The music of Lowly is delicate, melodic and wholly engrossing. With each piercing piano key and accompanying flourishes, the quintet expands the reach of atmospheric indie pop. "We want our listeners to build whatever world they would like inside their mind when they listen to our music," says percussionist Steffen Lundtoft. The group manages to walk two worlds at once, marrying organic texture with electronic elements for an elusive, yet entirely natural sound that draws listeners in to its labyrinth.
Come February 10, the Danish group will release its debut album Heba. We spoke with Lundtoft and Lowly singer/guitarist Nanna Schannong about their upcoming album, English lyrics and what's ahead.
Hometown/Homebase: Aarhus, Denmark
You were all at the same music academy, but pursuing different studies there. How did you initially come together to form this band?
Steffen: We came together quite randomly. I think it was Nanna and Thomas who had been writing some songs together (they played in Nanna’s solo project at the time) and thought it would be fun to play those songs with Soffie, Kasper and I, who they knew from our other bands/projects, but had never played with. So some of us literally met just minutes before making our first song ever, "Daydreamers."
What inspires your lyrics?
Nanna: Because almost all of us write lyrics and we get inspired by many different things, we don’t really have one source to where our lyrics come from. But we do get inspired a lot by the people in our lives — lovers, friends, family, and therefore many of the words are actually very personal. We also seek inspiration from literature, e.g. the lyrics for “Prepare The Lake,” which were inspired by the writing of Gertrude Stein.
How does a song take shape for you as a band? What roles do you each fulfill and how long does it take for a song to go from idea to finished track?
Steffen: Nice question. One song differs from the previous, obviously, and it’s very different how rich a song appears when presented in the rehearsing room. But most often we write together in pairs (or solo) and present the ideas for the others afterwards and things tend to get pretty messy (but also really fun) before we get to the core of a song. There’s a saying in the band that most of our songs are ballads with really chaotic drums underneath, haha! But I think we’re trying not to be too stuck in a certain role to fulfill, so that our music can develop constantly, although we’re beginning to know which buttons to push and beats to play to Lowly-fy things a bit.
What was the recording process like for Heba?
Steffen: The recording process itself was very fast and probably one of the most intense things we’ve ever done as a band together. We did 14 songs in 15 days in a row in a (very!) small studio in Aarhus in January 2016 , but the writing, arrangement and production of the songs stretch all the way from summer 2015 to spring 2016, when we finished the album. Most of the songs on the album were part of our live sets just before we went in the studio, and some of the recording process felt a little like a live session at some points before we (and Anders Boll, who recorded, co-produced and mixed the album) started to get creative in the production process.
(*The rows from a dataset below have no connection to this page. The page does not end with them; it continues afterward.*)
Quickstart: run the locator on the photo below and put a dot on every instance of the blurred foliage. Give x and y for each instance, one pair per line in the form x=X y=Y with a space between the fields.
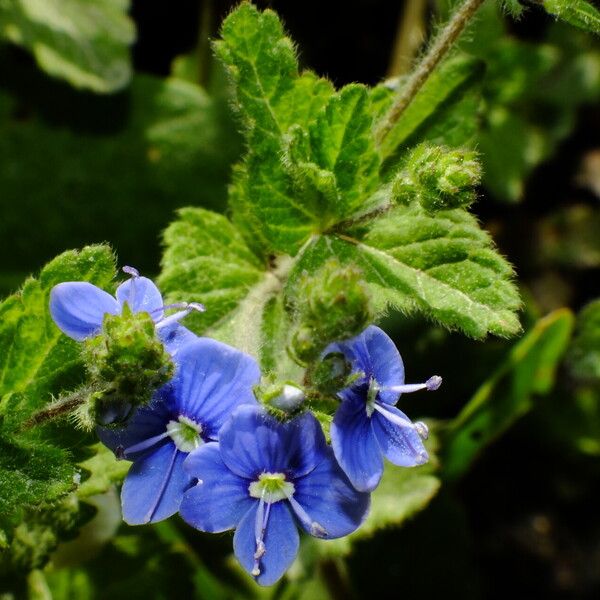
x=86 y=43
x=117 y=166
x=531 y=93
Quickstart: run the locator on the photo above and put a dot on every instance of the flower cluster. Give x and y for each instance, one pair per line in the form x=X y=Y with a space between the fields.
x=205 y=448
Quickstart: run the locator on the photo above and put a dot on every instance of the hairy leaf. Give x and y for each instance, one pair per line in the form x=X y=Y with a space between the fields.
x=37 y=360
x=579 y=13
x=528 y=371
x=444 y=266
x=341 y=142
x=443 y=112
x=207 y=260
x=86 y=43
x=35 y=357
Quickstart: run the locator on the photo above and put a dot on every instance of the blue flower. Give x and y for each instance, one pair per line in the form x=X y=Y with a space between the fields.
x=210 y=381
x=264 y=478
x=78 y=309
x=367 y=425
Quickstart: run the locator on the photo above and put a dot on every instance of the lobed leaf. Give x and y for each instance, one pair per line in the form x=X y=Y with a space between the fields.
x=37 y=360
x=207 y=260
x=442 y=265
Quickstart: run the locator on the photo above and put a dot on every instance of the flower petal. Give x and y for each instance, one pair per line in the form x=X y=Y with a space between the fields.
x=147 y=422
x=220 y=499
x=175 y=337
x=401 y=445
x=78 y=308
x=374 y=353
x=281 y=542
x=329 y=499
x=211 y=380
x=154 y=486
x=355 y=446
x=142 y=295
x=252 y=442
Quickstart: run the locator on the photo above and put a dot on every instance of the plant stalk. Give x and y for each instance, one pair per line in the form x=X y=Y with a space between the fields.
x=436 y=52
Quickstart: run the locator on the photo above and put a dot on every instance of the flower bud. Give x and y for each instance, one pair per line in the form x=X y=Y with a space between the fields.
x=127 y=362
x=438 y=178
x=335 y=305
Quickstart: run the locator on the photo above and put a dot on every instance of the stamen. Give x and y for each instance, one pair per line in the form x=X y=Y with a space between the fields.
x=422 y=429
x=134 y=273
x=166 y=321
x=432 y=384
x=131 y=271
x=422 y=457
x=260 y=526
x=140 y=446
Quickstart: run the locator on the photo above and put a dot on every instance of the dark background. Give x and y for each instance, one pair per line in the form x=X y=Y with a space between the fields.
x=525 y=521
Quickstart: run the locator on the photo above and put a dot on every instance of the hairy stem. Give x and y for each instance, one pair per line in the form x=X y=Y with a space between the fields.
x=409 y=37
x=61 y=407
x=431 y=59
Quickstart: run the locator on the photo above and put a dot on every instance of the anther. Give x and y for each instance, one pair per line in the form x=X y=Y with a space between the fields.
x=422 y=429
x=131 y=271
x=433 y=383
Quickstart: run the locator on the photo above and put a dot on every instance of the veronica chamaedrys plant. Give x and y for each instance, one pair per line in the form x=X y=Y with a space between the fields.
x=367 y=425
x=211 y=379
x=79 y=307
x=265 y=477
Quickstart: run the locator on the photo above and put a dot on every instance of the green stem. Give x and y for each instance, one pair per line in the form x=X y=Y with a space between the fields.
x=409 y=37
x=431 y=59
x=203 y=47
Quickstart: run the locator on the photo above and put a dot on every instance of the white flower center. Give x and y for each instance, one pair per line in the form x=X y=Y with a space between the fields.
x=271 y=487
x=185 y=433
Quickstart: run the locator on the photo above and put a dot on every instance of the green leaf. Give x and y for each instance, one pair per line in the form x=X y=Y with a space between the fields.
x=103 y=470
x=402 y=493
x=36 y=361
x=575 y=12
x=444 y=266
x=508 y=394
x=443 y=112
x=271 y=98
x=164 y=144
x=86 y=43
x=207 y=260
x=342 y=143
x=31 y=473
x=584 y=353
x=35 y=357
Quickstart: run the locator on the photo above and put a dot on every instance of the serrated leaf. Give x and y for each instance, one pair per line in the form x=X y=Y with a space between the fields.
x=579 y=13
x=101 y=471
x=207 y=260
x=444 y=266
x=31 y=472
x=86 y=43
x=35 y=357
x=164 y=145
x=443 y=112
x=508 y=394
x=341 y=142
x=271 y=97
x=584 y=353
x=37 y=360
x=402 y=493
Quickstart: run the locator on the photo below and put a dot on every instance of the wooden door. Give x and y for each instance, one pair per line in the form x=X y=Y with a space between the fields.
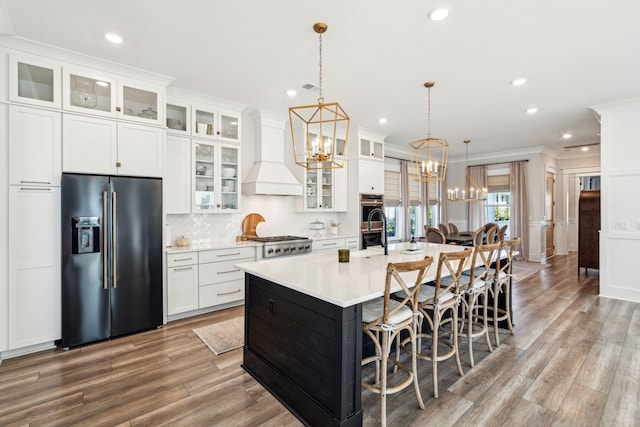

Do you have a fun story you can share from the recording sessions?
Steffen: Haha, well, the problem with a small studio space is that when you’re together in such a small room for such a long time, you begin to know the smell of each other’s farts, which makes it impossible to hide from the shame!
How did you decide on the title? What does it mean?
Kasper: Heba is the name of a Syrian woman we know. She moved to Denmark to live with her husband and escape the war in Syria. We recorded the album while thousands of people were fleeing and getting killed because of that war, and a couple of the songs reflect that. We needed a name for the record and met Heba at the same time. Her and her husband’s story was both a story about pain but also about love, because they managed to go through all that shit together. And because there are also a few love songs on the album, we thought her name would be fitting.
You sing in English. Was that a conscious decision or did it just naturally end up that way?
Nanna: We actually never discussed it, but I guess when we started we were more used to writing lyrics in English than in Danish, so ironically enough that was the most natural thing for us to do.
What's it like to be a musician in Aarhus/Denmark at large?
Nanna: It’s great! I wouldn’t mind if style and image played a smaller part in how the musicians are talked about in the media, though.
You're on the cusp of releasing your debut. How do you feel?
Steffen: Pretty good and really busy arranging and rehearsing for our very special concert with Copenhagen Phil (Danish Symphonic Orchestra) in Copenhagen on the day of the album release (February 10). We’re so honored to be able to release the album like this, and we’re looking so much forward. We will play the album in it’s full length (plus a few more) and it will be a one-off experience for sure!